Green Dot provided four-day training sessions in June and November, educating a total of about 200 faculty, staff and administrators. The workshops focused on providing participants with the skills to recognize potentially problematic situations, step in and diffuse the situations when appropriate, and seek help when needed.

In 2016, those trained will implement bystander intervention workshops for student leaders.

In coming years, Stand for State will expand to cover bystander intervention for mental health-related issues, bias-related incidents, and risky drinking and drug use. 

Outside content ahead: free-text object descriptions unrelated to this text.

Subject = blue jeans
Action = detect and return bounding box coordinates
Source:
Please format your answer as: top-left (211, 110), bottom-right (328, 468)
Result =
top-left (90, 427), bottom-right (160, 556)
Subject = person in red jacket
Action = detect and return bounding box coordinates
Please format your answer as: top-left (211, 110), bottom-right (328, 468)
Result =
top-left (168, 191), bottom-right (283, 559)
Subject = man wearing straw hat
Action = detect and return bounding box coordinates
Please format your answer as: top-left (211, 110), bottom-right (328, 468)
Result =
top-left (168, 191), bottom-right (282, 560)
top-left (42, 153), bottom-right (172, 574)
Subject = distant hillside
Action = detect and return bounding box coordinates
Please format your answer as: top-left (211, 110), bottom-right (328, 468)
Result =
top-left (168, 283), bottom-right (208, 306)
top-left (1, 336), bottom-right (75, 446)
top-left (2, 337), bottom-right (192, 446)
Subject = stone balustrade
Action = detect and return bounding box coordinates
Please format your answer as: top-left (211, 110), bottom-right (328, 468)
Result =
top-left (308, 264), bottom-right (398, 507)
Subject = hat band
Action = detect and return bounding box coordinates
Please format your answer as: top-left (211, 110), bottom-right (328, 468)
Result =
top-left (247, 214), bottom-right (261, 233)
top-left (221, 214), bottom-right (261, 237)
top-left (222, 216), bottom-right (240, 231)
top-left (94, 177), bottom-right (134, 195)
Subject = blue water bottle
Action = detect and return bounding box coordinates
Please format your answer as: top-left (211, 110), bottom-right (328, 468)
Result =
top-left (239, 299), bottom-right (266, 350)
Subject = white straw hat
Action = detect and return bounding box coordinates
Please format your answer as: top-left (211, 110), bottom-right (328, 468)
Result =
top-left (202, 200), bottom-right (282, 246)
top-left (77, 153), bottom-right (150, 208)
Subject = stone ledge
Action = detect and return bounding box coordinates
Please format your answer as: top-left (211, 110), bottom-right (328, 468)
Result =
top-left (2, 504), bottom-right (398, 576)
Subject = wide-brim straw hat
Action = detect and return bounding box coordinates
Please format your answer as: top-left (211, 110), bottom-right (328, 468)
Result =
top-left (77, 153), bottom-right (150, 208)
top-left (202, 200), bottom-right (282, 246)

Stand for State is part of a University-wide effort to combat sexual assaults. In February, Penn State President Eric Barron endorsed all 18 recommendations, including creation of a bystander intervention program, presented to him by a University task force.

“Stand for State is an integral part of our strategy to fight sexual violence and establish Penn State as a leader in making campuses safer," Barron said. "It’s encouraging that so many have taken time to attend sessions and be trained, and I commend them for being part of the solution. For Penn Staters looking to take a stand and make a difference, this initiative is an emphatic first step.”